L’ordonnance exécutoire a été signifiée à domicile à Monsieur [H] [B] par exploit d’huissiers de justice le 22 novembre 2017.
Monsieur [H] [B] a formé opposition à ladite ordonnance par acte déposé au greffe le 1er mars 2023.
Les parties ont été convoquées à l’audience du 12 janvier 2024 par lettres simples adressées à leur conseil.
L’affaire a été renvoyée pour échange de pièces et écritures.
A l’audience du 27 juin 2025, la SA COFIDIS, représentée par son conseil, a repris les termes de ses conclusions aux fins de voir :
— Déclarer Monsieur [H] [B] mal fondé en son opposition,
A titre principal :
— Condamner Monsieur [H] [B] et Madame [F] [B] à lui payer la somme de 4860.06 euros avec intérêts au taux contractuel de 18.54 % l’an à compter du 9 janvier 2025,
A titre subsidiaire :
— Prononcer la résiliation judiciaire du contrat de crédit,
— Condamner Monsieur [H] [B] et Madame [F] [B] à lui payer la somme de 4860.06 euros avec intérêts au taux contractuel de 18.54 % l’an à compter du 9 janvier 2025,
En tout état de cause :
— Débouter Monsieur [H] [B] et Madame [F] [B] de l’ensemble de leurs demandes, fins et conclusions,
— Condamner Monsieur [H] [B] et Madame [F] [B] à lui payer la somme de 1000.00 euros au titre de l’article 700 du code de procédure civile,
— Condamner Monsieur [H] [B] et Madame [F] [B] aux dépens,
La SA COFIDIS soutient avoir justifié du bien-fondé de sa créance par les pièces produites dont le décompte qui permet de vérifier qu’aucun règlement partiel n’est intervenu contrairement à ce que soutient Monsieur [H] [B].

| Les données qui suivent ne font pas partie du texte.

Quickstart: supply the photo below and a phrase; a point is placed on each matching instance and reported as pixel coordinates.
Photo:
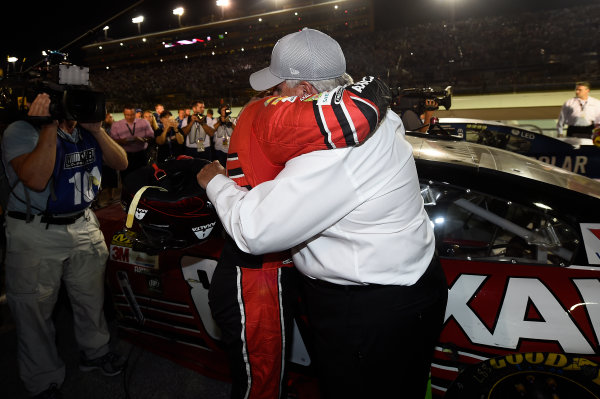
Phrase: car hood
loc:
(480, 156)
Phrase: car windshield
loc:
(472, 225)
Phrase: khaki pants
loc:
(38, 257)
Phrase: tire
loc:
(529, 375)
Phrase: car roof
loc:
(478, 156)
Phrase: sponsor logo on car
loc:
(203, 231)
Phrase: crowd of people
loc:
(527, 51)
(156, 135)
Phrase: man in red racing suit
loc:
(252, 297)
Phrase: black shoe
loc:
(51, 393)
(110, 364)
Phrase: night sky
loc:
(52, 25)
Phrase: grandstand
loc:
(531, 51)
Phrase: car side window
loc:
(477, 226)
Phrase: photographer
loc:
(418, 119)
(223, 131)
(197, 133)
(416, 106)
(170, 140)
(133, 135)
(52, 236)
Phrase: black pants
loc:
(376, 341)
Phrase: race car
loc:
(579, 155)
(519, 241)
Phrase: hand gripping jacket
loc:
(270, 132)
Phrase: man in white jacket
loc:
(355, 220)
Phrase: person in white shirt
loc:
(579, 113)
(374, 291)
(197, 133)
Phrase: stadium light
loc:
(179, 12)
(138, 20)
(12, 60)
(223, 4)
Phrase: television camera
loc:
(71, 97)
(414, 99)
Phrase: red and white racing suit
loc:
(252, 297)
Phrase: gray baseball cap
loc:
(304, 55)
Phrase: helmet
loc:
(169, 208)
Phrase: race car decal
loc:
(203, 231)
(529, 310)
(591, 238)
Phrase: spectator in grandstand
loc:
(180, 117)
(375, 293)
(149, 116)
(197, 133)
(223, 130)
(169, 140)
(152, 149)
(133, 135)
(210, 118)
(158, 108)
(110, 177)
(579, 113)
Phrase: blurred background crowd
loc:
(541, 50)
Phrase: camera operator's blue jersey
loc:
(77, 172)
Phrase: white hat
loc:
(304, 55)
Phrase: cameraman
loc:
(52, 236)
(223, 131)
(417, 118)
(197, 133)
(169, 140)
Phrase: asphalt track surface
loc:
(147, 376)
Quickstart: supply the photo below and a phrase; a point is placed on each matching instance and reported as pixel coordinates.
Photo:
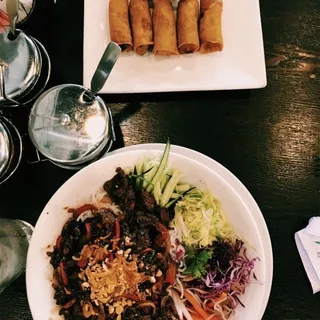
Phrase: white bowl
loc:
(238, 204)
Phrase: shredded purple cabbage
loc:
(230, 271)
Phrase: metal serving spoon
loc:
(13, 13)
(104, 68)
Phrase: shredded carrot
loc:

A titre subsidiaire, elle sollicite le prononcé de la résiliation judiciaire du contrat de crédit au regard manquements graves et répétés des défendeurs à leurs obligations contractuelles.
Elle estime ne pas encourir la déchéance du droit aux intérêts en soutenant :
— que Monsieur [H] [B] a reconnu, en signant l’offre de contrat, être en possession d’un formulaire détachable du bordereau de rétractation, resté en sa possession, et qu’il appartient à ce dernier, conformément à la jurisprudence, de démontrer que les dires de cette clause seraient erronés, en relevant que le défendeur a réglé les échéances mensuelles du crédit bien au-delà du délai de rétractation manifestant ainsi sa volonté de ne pas se rétracter,
— que Monsieur [H] [B] a également reconnu contractuellement être en possession de la FIPEN restée en sa possession,
— que la FICP a été consulté le jour de la remise des fonds soit le 20 février 2025 conformément à la jurisprudence qui estime que la consultation dudit fichier peut intervenir jusqu’à l’agrément par le prêteur,
— que le contrat de crédit est conforme aux dispositions consuméristes en ce qui concerne la police d’écriture dont il n’est pas démontré qu’elle serait largement inférieure à 3 mm,
Elle considère enfin qu’il n’existe aucune disposition légale faisant encourir la déchéance du droit aux intérêts en raison d’une supposée présence dans le contrat d’une clause dont l’application serait susceptible d’aggraver la situation de l’emprunteur.
Monsieur [H] [B] et Madame [F] [B], représentés par leur conseil, ont repris les termes de leurs conclusions aux fins de voir :
— Déclarer l’opposition recevable et bien fondée,
— Constater que la SA COFIDIS ne peut se prévaloir d’une offre de crédit régulière,
— Constater, Dire et Juger que la SA COFIDIS perd son droit aux intérêts,
— Débouter la SA COFIDIS de sa demande en paiement,
— Condamner la SA COFIDIS à restituer à Monsieur [H] [B] la somme de 287.30 euros arrêtée à mars 2025 augmentée de 50.00 euros par mois jusqu’au remboursement effectif,
— Condamner la SA COFIDIS à leur payer la somme de 1000.00 euros au titre de l’article 700 du code de procédure civile,
— Condamner la SA COFIDIS aux dépens.
Monsieur [H] [B] et Madame [F] [B] estiment l’opposition recevable dans la mesure où l’ordonnance n’a pas été signifiée à personne.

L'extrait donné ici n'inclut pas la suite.